I disagree with the characterization of the aloha shirt as "traditional tourist garb" ("Off the News," Star-Advertiser, Nov. 15), and also with President Barack Obama’s decision not to feature it in the APEC group photo. To relegate this Hawaiian signature to the realm of "tourist garb" is to dismiss all the working men of Hawaii who proudly wear their aloha shirts to their executive suites, banks, classrooms, studios, offices and workplaces throughout the islands.
When was the last time you saw a business suit in downtown Honolulu? Except for lawyers heading off to couurt and a few CEOs and executives in boardrooms, the Hawaiian shirt is standard attire for conducting business in Hawaii.
The state Legislature long ago encouraged the use of aloha shirts on "Aloha Friday," a practice that has become standard for the rest of the week.
The governor and state legislators wear Hawaiian shirts year-round, even at the state Capitol, and people around the world will soon receive mail with an aloha shirt stamp, approved by the U.S. Postal Service for 2012.
This year is the 75th anniversary of the aloha shirt and also of Kahala, owned by Tori Richard, manufacturer of the shirts that were offered to yet did not appear on the dignitaries.
Among other things, APEC was an opportunity for Hawaii to show its spirit, its colorfulness, its multiculturalism, its history and style.
It was sad enough that the Obamas were not greeted with lei and hula upon their arrival; to not include the aloha shirt in the formal APEC photo was even more embarrassing.
More than a fashion misstep, it was culturally insensitive. Hawaii is a living example of multiculturalism, diversity and inclusion, and if the U. S. is founded upon these principles, there would have been no finer emblem than the Hawaiian shirt.
While commuting to work in their suits and ties, mainlanders often envy the sense of ease and casual comfort we have in the islands.
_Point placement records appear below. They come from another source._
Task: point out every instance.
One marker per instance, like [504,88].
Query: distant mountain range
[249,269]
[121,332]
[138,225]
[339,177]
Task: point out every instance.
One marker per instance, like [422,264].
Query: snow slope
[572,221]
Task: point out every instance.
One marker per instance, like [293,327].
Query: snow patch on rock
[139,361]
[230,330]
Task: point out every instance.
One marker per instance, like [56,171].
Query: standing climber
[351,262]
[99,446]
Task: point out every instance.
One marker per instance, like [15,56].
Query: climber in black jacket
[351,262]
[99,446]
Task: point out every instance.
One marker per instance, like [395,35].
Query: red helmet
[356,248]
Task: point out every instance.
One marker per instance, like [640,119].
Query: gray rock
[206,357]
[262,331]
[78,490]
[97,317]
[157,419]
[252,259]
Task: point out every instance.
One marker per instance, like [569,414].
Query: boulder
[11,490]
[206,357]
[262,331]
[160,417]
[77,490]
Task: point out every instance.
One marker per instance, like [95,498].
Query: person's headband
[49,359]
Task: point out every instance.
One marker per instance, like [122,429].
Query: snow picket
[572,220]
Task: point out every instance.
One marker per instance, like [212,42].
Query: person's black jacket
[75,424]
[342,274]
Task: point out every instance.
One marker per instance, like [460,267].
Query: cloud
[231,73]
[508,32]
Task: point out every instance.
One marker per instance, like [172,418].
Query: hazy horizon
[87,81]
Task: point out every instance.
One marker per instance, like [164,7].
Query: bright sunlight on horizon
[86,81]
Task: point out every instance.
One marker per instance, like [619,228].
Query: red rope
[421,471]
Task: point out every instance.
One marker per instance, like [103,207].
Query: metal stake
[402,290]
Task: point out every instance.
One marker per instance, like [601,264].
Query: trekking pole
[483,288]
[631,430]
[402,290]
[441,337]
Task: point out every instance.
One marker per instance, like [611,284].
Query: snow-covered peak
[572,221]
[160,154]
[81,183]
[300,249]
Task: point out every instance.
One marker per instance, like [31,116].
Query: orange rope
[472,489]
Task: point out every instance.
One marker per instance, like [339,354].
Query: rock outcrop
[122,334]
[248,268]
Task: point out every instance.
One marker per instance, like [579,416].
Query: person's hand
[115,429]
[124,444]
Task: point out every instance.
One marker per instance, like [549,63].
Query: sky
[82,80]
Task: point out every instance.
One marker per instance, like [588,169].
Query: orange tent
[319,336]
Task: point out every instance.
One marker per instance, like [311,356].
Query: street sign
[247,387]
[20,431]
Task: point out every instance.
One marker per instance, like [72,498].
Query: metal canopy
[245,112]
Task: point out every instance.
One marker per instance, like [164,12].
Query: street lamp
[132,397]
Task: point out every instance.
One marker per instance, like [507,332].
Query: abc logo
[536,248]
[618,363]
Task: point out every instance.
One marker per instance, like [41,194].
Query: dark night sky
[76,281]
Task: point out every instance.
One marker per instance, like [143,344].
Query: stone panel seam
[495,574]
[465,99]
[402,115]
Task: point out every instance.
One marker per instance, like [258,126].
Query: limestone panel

The Hawaiian shirt expresses not only our pluralistic qualities, but also the ideal weather that allows it to be worn as business attire.
As an immediately identifiable symbol of these things, the Hawaiian shirt, like the lei, would have spoken volumes about what we stand for, especially to an international audience.
Yes, there are far more pressing issues than what the delegates wore. Yes, Hawaii was chosen to represent the U.S., where the business suit is considered de rigueur. But we are more than corporate America.
It would have been nice if Hawaii, as APEC host, could have made a multicultural, not just Western, statement, and to have chosen unity over conformity. The choice of a business suit instead of a Hawaiian shirt leans all too heavily on the side of conformity. What a shame.